実施している人を見つけたら、「やめろよな!」

と言えるんですね。

 

 やめろよな!と言ったのに、まだしつこく実施

していたら、登録した後で、「同情するなら金を

くれ!」ということができるんですね。

(うそです。 実施料相当額を請求することが

できます)

 

 ということなんで、出願公開前に誰かが自分の

発明を実施していたり、実施しようとしているのを

察知した場合など、いち早く出願公開をしてもら

えれば、「やめろ、やめろー」ということができる

わけです。

 

 また原則と書いたのは、他の場合もあるわけで、

長くなるので、この説明は省略します。

 

 それではその道のバイブル、「特許法概説」

にはどんなことが書かれているかというと、

残念ながらこちらには、これらの説明はありま

せん。

 

 というのは、特許法概説というのは、吉藤

幸朔先生という特許庁出身の偉い大先生が

書いた書籍ですが、お亡くなりになられてから、

熊谷健一先生というこちらも偉い大先生が

しこしこ改定をされていたのですが、1998年の

第13版を最後に、改定されていません。 

 

 飽きてしまったんでしょうか?

(こちらも、うそです。 お忙しいんでしょうね。
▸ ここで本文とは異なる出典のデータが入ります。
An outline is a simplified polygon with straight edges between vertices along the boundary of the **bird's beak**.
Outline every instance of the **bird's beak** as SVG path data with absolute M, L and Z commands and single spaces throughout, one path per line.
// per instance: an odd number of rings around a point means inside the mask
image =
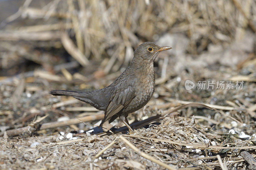
M 161 48 L 158 50 L 157 50 L 155 52 L 160 52 L 160 51 L 165 51 L 165 50 L 167 50 L 168 49 L 170 49 L 172 48 L 172 47 L 167 47 L 166 46 L 164 46 L 163 47 L 161 47 Z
)

 

 この出願公開請求制度というのができた

のが、1999年なので、上記バイブル?には

説明がないわけです。

 

 尚、この書籍は、現在、本屋さんにありません

ので、必要な場合にはオンデマンドで、直接

出版社(有斐閣)に申し込むことになります)

 

 尚、中山信弘先生という当代一?の権威

の大先生が書かれた特許法という書籍にも

説明がありませんでした。

 

 ところで、64条の2の2項というところ

には、「特別に許してやってんだから、出願

公開請求の取り下げなんて許さねーぞ」とも

書かれていますので、公開請求をするときには

十分注意しましょう。

 

 バブルガムブラザース?を書く予定が、書けま

せんでした。

 

 次回、書くことに致しましょう。